CRISPR/Cas9-induced mutations
To induce specific mutations, we utilized the co-conversion strategy for CRISPR/Cas9 mediated gene edits [21]. Briefly, this strategy induces the dominant cn64 mutation in the dpy-10 gene in addition to the desired gene-specific edit. F1 worms heterozygous for cn64 roll while they crawl and are more likely to also harbor the desired edit than do non-rollers [21]. Our two specific edits were accomplished by different methods. To create a mutation that replicates the spe-47(hc198) amino acid substitution in spe-50, we utilized the expression vector pDD162, which has both a single guide RNA (sgRNA) backbone and the Cas9 gene for C. elegans expression [22] (obtained from Addgene). The spe-50 target sequence (5’-GATCTTGTTACAGTTCCAT-3’) was chosen using a CRISPR guide-finding feature in Geneious R11 (https://www.geneious.com) based upon a high predicted on-target activity [23] and a low likelihood of off-target activity. The targeting sequence was inserted into the sgRNA cassette of pDD162 using the Q5® Site-Directed Mutagenesis Kit (New England BioLabs, Inc.), resulting in identical plasmids (pTS11 and pTS12).
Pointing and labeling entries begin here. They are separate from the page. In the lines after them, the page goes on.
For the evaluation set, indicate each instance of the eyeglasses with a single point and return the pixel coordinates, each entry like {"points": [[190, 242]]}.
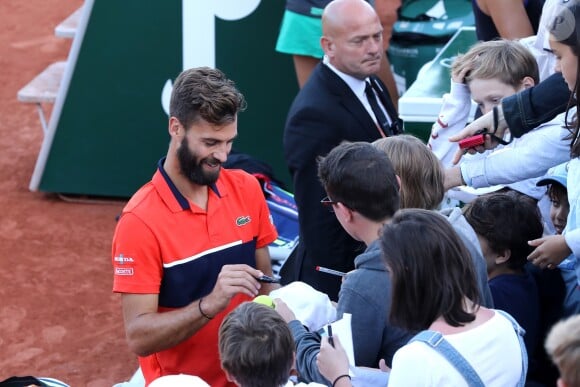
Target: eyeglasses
{"points": [[328, 203]]}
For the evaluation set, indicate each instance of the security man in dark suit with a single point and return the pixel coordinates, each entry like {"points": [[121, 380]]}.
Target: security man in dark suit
{"points": [[342, 101]]}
To make the specific spe-50 edit at the Cas9-induced double-stranded break, we designed an asymmetric ssDNA repair oligonucleotide having 34 bases upstream and 60 bases downstream of the beginning of the PAM site [24]. The oligo had a two-base pair (bp) substitution that changed the Asn at position 314 to Ile, a second silent substitution that created a TaqI restriction site, and a third silent substitution that disrupted the PAM site (Fig 1C). The dpy-10 co-conversion edit was accomplished with pDD162 derivative plasmids (pTS5 and pTS6) harboring the dpy-10 guide. The ssDNA repair oligo to induce the dpy-10(cn64) dominant mutation was as described in Arribere et al. [21]. The spe-50 and dpy-10 CRISPR/Cas9 plasmids and repair oligos were injected into the gonads of N2 hermaphrodites.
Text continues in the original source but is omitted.